Cheryl Skjolaas, a senior outreach specialist at the University of Wisconsin-Madison who is the current chair of EDEN, said in addition to floods — such as those experienced following heavy rains in the Badger State in 2017 — the group has assisted with recent hurricanes in North Carolina and Texas, as well as the deadly wildfires in California.
When a 4.4 magnitude earthquake shook parts of Alaska last year, Skjolaas said she reached out to EDEN's contact there to ask what resources the network could provide.
"By the time I made it 21 miles home, the responses were already going both ways," she said.
Nebraska, in which the disaster response coordinator Mueller serves as EDEN's point of contact, is the envy of several states in the compact, according to Skjolaas.
As rising global temperatures lead to more frequent and intense extreme weather events such as tornadoes, flooding and droughts, EDEN members say they hope to see more universities create positions like the one Nebraska now has.
"I think Nebraska was very foresighted in putting that position on," Skjolaas said. "We have a number of states that have positions or individuals who have responsibility toward disaster education, but it's certainly one area that has some potential for positions like (Mueller's)."

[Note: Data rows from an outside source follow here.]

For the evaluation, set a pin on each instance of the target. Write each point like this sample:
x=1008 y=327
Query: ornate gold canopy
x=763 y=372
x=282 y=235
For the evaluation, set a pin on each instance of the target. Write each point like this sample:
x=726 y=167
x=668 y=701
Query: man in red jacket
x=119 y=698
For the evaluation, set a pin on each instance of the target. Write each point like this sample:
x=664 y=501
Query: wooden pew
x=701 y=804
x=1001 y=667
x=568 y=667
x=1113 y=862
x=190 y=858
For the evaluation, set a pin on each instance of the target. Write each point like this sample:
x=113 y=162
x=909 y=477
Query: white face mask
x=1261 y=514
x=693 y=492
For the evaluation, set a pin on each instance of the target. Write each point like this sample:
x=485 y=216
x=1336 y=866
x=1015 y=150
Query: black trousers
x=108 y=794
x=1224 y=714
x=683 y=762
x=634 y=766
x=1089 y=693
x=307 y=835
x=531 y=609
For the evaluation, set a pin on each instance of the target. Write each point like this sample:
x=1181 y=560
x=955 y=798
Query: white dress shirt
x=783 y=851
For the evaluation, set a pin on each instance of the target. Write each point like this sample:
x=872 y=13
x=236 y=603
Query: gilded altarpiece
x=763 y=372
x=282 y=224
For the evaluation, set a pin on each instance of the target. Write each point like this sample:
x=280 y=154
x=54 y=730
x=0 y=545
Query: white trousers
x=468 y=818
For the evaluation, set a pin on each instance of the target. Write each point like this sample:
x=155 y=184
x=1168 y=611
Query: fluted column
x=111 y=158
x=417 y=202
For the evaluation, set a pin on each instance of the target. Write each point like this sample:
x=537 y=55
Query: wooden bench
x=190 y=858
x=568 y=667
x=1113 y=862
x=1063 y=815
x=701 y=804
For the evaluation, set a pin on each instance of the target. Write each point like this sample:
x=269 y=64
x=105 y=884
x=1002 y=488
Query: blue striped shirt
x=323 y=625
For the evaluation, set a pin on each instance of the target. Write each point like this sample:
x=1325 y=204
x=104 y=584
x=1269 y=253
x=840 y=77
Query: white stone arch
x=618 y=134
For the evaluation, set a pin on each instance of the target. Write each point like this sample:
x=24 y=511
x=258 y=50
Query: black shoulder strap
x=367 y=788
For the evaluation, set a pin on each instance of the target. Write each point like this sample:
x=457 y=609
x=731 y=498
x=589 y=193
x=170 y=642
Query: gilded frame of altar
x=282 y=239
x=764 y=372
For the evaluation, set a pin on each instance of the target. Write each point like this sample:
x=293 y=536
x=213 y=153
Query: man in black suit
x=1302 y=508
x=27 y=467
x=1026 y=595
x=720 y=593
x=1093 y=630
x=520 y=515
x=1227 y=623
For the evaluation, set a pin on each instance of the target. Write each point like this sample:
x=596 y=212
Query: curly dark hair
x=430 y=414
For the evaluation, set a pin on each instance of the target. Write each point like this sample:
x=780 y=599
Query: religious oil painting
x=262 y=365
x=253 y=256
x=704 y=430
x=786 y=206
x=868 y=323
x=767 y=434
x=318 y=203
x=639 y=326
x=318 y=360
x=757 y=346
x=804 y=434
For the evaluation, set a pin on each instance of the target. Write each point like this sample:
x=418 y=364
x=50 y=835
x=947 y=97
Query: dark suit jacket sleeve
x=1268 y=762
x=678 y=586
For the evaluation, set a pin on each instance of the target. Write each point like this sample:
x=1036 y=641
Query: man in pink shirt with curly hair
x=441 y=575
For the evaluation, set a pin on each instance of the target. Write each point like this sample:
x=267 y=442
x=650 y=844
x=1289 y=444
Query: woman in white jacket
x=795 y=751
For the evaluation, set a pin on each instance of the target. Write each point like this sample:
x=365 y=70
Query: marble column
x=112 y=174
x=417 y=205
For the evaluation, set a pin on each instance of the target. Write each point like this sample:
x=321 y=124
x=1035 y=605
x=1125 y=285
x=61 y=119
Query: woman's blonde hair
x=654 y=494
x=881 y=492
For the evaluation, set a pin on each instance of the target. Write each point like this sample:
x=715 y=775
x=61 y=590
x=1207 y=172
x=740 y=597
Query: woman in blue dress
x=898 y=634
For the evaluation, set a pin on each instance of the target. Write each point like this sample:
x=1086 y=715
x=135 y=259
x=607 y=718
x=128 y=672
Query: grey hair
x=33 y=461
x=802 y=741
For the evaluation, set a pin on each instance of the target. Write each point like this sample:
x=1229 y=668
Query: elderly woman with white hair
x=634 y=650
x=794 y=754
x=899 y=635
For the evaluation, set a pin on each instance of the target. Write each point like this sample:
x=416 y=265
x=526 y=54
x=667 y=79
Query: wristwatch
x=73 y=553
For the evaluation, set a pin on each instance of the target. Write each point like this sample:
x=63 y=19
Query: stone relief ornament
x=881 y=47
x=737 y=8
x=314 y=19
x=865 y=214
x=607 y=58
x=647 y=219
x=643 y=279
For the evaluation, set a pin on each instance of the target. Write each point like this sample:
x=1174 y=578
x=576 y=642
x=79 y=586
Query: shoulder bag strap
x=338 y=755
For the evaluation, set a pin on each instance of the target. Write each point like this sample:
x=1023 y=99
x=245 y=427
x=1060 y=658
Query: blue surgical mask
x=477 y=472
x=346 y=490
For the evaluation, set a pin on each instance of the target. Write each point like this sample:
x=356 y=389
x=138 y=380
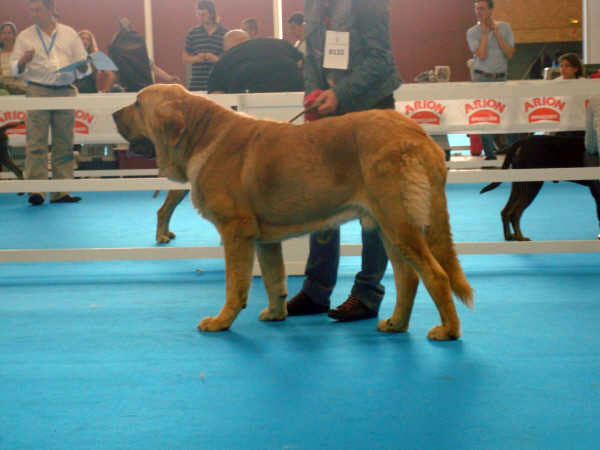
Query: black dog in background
x=539 y=152
x=4 y=156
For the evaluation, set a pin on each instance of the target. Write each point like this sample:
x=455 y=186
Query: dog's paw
x=388 y=326
x=165 y=238
x=441 y=333
x=212 y=324
x=267 y=315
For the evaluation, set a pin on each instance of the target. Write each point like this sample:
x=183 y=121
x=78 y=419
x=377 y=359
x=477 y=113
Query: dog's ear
x=170 y=123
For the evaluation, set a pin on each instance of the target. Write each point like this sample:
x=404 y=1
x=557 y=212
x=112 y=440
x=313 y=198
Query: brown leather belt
x=490 y=75
x=50 y=86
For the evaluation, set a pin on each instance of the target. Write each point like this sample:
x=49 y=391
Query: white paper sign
x=337 y=50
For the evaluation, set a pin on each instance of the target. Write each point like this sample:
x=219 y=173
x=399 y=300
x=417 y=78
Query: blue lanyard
x=52 y=40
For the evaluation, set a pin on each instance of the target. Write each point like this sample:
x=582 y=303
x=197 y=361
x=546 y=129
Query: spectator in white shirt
x=39 y=52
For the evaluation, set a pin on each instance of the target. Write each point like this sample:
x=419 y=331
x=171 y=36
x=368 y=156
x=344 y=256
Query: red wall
x=424 y=33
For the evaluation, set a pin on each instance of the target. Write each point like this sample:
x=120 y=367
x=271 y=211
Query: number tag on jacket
x=337 y=50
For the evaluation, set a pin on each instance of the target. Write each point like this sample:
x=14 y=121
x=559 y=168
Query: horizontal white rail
x=298 y=255
x=150 y=184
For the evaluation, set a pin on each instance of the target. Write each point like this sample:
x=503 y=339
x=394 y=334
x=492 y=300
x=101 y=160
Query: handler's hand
x=328 y=102
x=27 y=56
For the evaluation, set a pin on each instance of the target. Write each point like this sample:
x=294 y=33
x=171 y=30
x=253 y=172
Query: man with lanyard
x=348 y=67
x=39 y=52
x=492 y=44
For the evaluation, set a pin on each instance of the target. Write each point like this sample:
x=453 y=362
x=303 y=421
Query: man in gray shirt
x=492 y=44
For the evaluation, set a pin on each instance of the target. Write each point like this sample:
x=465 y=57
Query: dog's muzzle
x=142 y=146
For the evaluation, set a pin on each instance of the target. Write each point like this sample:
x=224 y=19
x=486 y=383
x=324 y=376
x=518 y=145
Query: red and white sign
x=485 y=110
x=544 y=109
x=425 y=112
x=83 y=122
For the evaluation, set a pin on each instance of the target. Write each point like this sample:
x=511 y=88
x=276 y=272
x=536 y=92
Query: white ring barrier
x=409 y=98
x=510 y=106
x=148 y=184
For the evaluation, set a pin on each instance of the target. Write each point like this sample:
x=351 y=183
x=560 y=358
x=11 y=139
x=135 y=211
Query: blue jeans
x=487 y=140
x=323 y=261
x=324 y=258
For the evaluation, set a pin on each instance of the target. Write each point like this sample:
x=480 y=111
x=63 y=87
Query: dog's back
x=547 y=152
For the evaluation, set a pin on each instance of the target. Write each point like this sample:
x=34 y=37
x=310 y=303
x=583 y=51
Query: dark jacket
x=371 y=74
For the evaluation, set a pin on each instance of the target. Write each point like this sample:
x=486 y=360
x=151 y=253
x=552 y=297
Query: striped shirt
x=199 y=41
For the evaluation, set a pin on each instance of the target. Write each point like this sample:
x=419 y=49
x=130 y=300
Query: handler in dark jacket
x=348 y=67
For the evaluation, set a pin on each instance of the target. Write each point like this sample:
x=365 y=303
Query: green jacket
x=371 y=74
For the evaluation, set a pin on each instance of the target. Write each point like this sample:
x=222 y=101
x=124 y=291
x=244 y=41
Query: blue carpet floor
x=106 y=354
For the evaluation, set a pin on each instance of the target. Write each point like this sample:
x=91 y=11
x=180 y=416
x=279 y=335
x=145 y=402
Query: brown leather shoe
x=302 y=305
x=352 y=309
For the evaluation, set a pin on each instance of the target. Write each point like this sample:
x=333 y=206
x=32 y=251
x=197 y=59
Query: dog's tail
x=442 y=247
x=510 y=154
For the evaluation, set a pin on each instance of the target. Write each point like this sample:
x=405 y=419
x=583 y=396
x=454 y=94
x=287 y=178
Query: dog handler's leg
x=174 y=197
x=407 y=281
x=270 y=258
x=239 y=258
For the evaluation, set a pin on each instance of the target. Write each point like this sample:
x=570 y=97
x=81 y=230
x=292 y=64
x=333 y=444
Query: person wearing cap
x=493 y=45
x=348 y=66
x=39 y=52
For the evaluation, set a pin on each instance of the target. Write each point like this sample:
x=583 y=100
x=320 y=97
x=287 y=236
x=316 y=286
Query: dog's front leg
x=239 y=258
x=272 y=269
x=174 y=197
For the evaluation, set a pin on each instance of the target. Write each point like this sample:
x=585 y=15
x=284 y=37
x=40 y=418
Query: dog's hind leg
x=238 y=245
x=508 y=211
x=528 y=194
x=406 y=244
x=163 y=216
x=272 y=269
x=407 y=281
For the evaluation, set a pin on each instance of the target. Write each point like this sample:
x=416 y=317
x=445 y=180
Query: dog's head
x=155 y=125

Mueller said she hopes that, in the wake of the historic flooding, extension educators across the state take stock in how their positions are related to and impacted by the natural disasters that strike Nebraska.
"What does Extension normally do? We provide education and information," she said. "That's no different for disasters. Faculty may not spend all day, every day working on disasters, but it's sure a part of what you do, in blue-sky times or in an active recovery."